Here’s one thing about the idea of possibly having many lives…
It sure helps me relax!
I mean, when I think about it—if we have many, many lives to become the best we can be, then I don’t have to try to be perfect all the time!
Yes, perfectionism runs in my family. My Dad is a bit of a perfectionist—I think he’d really like to be perfect and right all the time (don’t we all?). I remember this little statue he had when I was a kid that said, “I once thought I was wrong…but I was mistaken.” And I don’t know why I know this (I must have done laundry at some point when I was a kid), but I remember his sock drawer being extremely organized, with all the socks perfectly folded and lined up in a row. I always thought that was funny.
Now I find myself being like him and trying to be perfect, too—although not so much with the sock drawer (he would probably cry if he saw my sock drawer nowadays)—but in the way of always trying to do everything exactly right. I suspect that some of my siblings share the same drive toward perfectionism. I absolutely hate it when I’m wrong about something. (Although this rarely happens—ask my hubby! On second thought, maybe don’t ask him...he’s proven me wrong more times than I’d care to remember.)

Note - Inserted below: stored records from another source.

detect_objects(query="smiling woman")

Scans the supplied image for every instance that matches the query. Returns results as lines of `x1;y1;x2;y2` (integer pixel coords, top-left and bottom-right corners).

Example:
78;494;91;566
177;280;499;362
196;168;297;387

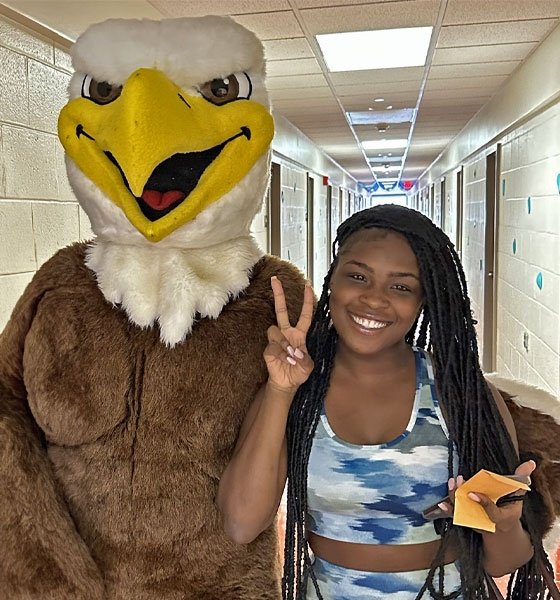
217;204;558;600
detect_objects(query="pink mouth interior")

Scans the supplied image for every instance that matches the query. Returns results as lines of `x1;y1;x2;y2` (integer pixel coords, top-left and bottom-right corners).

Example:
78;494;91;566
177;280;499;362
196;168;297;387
141;189;186;210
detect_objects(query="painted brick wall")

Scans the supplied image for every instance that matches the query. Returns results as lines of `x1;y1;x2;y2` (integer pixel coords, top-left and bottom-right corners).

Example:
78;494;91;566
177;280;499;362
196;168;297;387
0;16;93;331
496;103;560;396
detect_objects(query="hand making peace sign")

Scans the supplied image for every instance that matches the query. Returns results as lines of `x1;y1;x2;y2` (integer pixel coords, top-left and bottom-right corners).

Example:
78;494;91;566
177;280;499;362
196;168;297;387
264;276;315;394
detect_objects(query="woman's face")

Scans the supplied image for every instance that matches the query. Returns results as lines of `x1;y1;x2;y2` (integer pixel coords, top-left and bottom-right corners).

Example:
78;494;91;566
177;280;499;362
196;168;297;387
329;229;423;357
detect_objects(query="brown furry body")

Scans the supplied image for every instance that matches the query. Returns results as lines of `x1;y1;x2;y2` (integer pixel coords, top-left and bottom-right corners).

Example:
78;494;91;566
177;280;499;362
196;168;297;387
502;393;560;537
0;243;306;600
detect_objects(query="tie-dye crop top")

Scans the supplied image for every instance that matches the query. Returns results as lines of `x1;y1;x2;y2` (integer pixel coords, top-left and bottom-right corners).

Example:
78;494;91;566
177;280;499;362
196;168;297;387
307;347;458;545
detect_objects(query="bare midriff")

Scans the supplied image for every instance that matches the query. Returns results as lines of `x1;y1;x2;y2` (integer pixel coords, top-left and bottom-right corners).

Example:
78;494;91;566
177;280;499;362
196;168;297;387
308;531;458;572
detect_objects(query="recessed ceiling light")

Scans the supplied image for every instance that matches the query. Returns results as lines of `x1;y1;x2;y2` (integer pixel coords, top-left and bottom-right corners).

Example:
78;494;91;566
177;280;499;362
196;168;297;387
362;139;408;150
347;108;415;125
374;98;384;102
316;27;433;72
369;155;401;164
387;105;393;109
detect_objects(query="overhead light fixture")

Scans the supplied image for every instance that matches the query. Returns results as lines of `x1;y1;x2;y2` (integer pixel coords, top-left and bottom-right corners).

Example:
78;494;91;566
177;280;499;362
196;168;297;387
316;26;433;72
347;108;415;125
362;139;408;150
369;155;402;164
374;97;384;102
387;105;393;109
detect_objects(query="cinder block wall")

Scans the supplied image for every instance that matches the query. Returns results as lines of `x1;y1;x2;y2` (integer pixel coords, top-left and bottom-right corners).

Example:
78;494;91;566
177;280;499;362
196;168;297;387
0;15;92;330
496;102;560;396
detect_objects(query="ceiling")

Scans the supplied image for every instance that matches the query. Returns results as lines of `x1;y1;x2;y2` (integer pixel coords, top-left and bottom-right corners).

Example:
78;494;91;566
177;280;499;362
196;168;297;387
3;0;560;187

But most of all, I try to be calm, loving, and patient all the time. And I fail at this sometimes—especially the whole “patient” thing. Well, and the “calm” thing, too. Damn, and the “loving” thing, as well. I am just not perfect, as much as I’d like to be.
Now, if I have many more lives to live, I can continue to try to do my best, but when I fail, I can forgive myself and realize that I have perhaps hundreds of more lifetimes to become that perfect calm, loving, patient person.
For a perfectionist like me, that would really be a relief.